Pemerintah tak satu suara dalam menanggapi fenomena mata uang virtual (cryptocurrency) Bitcoin dan Ethereum.
Bank
Indonesia (BI), selaku pengatur moneter di Indonesia, bakal melarang
jual beli Bitcoin sebagai alat pembayaran mulai 2018. Larangan ini bakal
dituangkan lewat Peraturan BI (PBI) dalam waktu dekat. Deputi Gubernur Senior BI Mirza Adityaswara menjelaskan, Bitcoin dan cryptocurrency lainnya bukan alat pembayaran yang sah dan tak diakui oleh BI. Sehingga tidak boleh digunakan untuk transaksi pembayaran.
"Sebaiknya
merchant jangan menerima (uang virtual) sebagai alat pembayaran. Nanti
kalau ada apa-apa, BI sudah bilang bahwa jangan menerima itu," ujar
Mirza, Rabu (6/12) seperti dikutip dari CNN Indonesia.
Badan
Koordinasi Penanaman Modal (BKPM) berbeda pandangan dengan BI. Menurut
Kepala BKPM Thomas Lembong, dia sangat mendukung dengan kehadiran
Bitcoin sebagai mata uang baru. "Saya sangat mendukung karena ini
merupakan sebuah inovasi," kata Lembong seperti dikutip dari financedetik, Rabu (6/12/2017). Thomas menilai, kehadiran Bitcoin sebagai mata uang tidak dapat dihindari seiring perkembangan zaman.
"Jadi
inovasi itu tidak bisa dihindari, seperti kata Presiden sendiri itu
harus dirangkul harus dikapitalisasi, kalau enggak kita bisa
ketinggalan," kata Lembong. Pelarangan penggunaan Bitcoin cs juga
dikarenakan nilainya yang sangat fluktuatif atau tidak stabil. Bisa naik
tinggi, bisa turun drastis. Kamis (7/12/2017) waktu Indonesia, nilai Bitcoin menurut pantauan Market Insider sempat
tembus di angka US $14.200. Ini setara Rp191,7 juta. Padahal, pada awal
tahun 2017, nilai Bitcoin hanya US $979,5 per keping, atau sekitar
Rp13,2 juta
Nilai Bitcoin yang melonjak hingga 14.500 persen ini tak pelak menjadi magnet buat para investor.
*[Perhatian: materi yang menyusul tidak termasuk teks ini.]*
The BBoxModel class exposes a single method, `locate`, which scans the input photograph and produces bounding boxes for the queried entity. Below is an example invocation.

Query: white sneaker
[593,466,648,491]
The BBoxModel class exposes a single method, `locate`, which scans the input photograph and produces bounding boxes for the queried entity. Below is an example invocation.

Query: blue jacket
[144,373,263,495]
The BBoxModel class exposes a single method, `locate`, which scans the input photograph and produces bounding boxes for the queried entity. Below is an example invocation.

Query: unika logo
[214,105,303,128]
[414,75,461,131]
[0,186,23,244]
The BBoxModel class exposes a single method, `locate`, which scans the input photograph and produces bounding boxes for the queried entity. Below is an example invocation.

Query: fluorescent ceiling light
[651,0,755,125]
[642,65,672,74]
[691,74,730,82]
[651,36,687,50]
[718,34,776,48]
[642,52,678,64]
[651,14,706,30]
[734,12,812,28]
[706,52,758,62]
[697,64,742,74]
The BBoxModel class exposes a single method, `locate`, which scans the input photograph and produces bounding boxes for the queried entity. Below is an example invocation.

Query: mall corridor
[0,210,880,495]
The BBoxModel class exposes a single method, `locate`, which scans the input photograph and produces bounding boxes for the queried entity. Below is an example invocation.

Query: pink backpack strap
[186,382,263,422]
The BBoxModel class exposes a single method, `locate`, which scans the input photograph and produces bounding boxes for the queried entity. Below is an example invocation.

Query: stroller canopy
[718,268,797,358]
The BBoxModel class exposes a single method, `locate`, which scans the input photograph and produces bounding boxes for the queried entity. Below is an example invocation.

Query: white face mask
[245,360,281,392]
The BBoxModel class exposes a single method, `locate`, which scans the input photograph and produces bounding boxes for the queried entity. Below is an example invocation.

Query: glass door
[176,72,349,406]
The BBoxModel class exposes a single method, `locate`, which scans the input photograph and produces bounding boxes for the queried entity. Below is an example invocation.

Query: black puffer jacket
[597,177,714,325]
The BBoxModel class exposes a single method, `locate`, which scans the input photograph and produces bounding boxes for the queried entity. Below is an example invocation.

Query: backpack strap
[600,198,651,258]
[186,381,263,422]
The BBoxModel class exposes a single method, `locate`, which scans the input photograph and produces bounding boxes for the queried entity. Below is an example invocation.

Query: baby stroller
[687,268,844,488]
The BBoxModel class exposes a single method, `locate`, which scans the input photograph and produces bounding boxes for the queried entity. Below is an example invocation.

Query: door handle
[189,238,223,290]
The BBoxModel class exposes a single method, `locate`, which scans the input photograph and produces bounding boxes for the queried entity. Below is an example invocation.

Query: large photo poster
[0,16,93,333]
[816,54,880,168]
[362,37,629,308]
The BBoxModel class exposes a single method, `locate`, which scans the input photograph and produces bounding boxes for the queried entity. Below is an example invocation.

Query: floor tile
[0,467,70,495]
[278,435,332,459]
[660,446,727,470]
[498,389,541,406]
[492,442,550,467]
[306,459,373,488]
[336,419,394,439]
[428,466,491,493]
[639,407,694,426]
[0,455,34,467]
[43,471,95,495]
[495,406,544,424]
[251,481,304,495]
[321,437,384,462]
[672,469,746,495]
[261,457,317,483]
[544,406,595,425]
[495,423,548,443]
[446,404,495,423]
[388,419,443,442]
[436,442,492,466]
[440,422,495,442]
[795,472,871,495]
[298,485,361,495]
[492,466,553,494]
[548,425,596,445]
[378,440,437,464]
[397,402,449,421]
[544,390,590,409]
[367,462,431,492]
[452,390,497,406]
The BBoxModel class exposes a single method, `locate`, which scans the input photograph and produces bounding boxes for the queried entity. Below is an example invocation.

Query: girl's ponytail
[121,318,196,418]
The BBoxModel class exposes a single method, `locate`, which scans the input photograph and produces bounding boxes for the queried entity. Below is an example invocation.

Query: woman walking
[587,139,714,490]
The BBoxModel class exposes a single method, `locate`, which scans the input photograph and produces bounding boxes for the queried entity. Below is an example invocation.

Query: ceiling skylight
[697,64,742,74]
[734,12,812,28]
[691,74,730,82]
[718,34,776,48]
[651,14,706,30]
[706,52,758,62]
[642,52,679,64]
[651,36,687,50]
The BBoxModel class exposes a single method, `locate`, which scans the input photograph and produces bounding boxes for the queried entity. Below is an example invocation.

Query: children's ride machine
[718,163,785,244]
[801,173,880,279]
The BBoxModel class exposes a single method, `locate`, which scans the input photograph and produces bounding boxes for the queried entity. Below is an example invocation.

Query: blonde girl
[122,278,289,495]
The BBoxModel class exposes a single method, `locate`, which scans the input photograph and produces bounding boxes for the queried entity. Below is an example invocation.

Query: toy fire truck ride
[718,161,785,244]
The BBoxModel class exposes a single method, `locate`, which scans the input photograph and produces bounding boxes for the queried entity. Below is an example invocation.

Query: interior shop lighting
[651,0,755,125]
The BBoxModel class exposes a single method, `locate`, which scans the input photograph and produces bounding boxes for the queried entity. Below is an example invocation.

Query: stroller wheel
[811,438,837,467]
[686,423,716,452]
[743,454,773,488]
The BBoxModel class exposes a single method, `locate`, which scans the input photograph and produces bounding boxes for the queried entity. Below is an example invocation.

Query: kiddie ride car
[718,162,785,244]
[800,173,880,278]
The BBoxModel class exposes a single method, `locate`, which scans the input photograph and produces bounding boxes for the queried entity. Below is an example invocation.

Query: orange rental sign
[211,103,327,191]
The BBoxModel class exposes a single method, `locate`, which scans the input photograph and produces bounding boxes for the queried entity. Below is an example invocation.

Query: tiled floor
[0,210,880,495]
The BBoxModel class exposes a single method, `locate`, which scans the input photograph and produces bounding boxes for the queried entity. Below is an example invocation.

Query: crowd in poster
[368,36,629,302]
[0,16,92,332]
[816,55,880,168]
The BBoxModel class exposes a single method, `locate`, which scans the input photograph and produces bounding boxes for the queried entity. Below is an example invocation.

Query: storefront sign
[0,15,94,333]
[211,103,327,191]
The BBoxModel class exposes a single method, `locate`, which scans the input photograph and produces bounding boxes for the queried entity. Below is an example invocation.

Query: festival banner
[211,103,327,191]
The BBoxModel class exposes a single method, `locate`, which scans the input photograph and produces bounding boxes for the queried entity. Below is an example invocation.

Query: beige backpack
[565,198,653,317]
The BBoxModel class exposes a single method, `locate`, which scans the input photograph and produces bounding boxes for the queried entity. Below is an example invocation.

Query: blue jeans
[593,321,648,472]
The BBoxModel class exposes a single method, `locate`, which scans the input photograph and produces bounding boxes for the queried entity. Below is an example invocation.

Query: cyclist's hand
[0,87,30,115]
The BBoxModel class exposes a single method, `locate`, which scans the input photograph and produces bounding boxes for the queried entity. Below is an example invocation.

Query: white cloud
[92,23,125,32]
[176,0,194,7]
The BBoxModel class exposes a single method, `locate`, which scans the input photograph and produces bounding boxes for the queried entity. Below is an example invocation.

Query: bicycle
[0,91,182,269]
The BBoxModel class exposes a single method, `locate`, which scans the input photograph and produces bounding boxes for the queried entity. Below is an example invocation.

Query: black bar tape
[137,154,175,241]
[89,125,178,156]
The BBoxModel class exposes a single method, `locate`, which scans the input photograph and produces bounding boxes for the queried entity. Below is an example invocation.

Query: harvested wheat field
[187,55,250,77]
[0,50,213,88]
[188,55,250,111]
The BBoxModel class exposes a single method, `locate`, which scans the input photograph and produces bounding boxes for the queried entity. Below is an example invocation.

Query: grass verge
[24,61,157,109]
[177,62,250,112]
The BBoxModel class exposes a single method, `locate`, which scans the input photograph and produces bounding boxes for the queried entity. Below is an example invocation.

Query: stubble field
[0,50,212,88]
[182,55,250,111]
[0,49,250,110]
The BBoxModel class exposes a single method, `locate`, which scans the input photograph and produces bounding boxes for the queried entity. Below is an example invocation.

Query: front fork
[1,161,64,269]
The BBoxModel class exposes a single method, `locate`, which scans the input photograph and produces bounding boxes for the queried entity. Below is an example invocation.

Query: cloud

Menurut CEO Bitcoin Indonesia Oscar Darmawan, September lalu, marketplace Bitcoin Indonesia sudah ada450 ribu anggota terdaftar. Tahun depan, diprediksi ada 500 ribu.Sebagai
sarana investasi, Oscar menyebut Bitcoin laiknya emas. Tapi Bitcoin
memiliki kelebihan. Lebih likuid, lebih kecil biaya transaksinya, dan
tidak terpengaruh oleh penerbitan dari perusahaan apapun.
Karena
jadi salah satu alat investasi, maka Kementerian Keuangan meminta
pemilik Bitcoin tetap melaporkan kepemilikan Bitcoin sebagai harta. Direktur
Penyuluhan, Pelayanan dan Hubungan Masyarakat Direktorat Jenderal Pajak
Hestu Yoga Saksama , wajib pajak harus mencantumkan kepemilikan Bitcoin
dalam kolom harta pada SPT tahunannya.
Jika tidak
mencantumkan, lalu harta tersebut ditemukan petugas pajak maka wajib
pajak bisa terancam sanksi berupa denda. "Iya (terancam kena sanksi),
baik penghasilan yang diperoleh maupun harta senilai harga perolehan
Bitcoin dilaporkan dalam SPT tahunan," kata Yoga kepada Katadata, Selasa (5/12/2017).
Yoga
menegaskan keuntungan dari hasil jual beli atau investasi Bitcoin juga
merupakan penghasilan yang kena pajak. "Apabila dalam bertransaksi
jual/beli atau investasi bitcoin terdapat keuntungan, maka itu merupakan
penghasilan yang dikenakan pajak (PPh)," kata
Karena sistemnya self assessment, maka wajib pajak harus melaporkan penghasilan tersebut dalam Surat Pemberitahuan (SPT) pajak tahunan dan membayar pajaknya.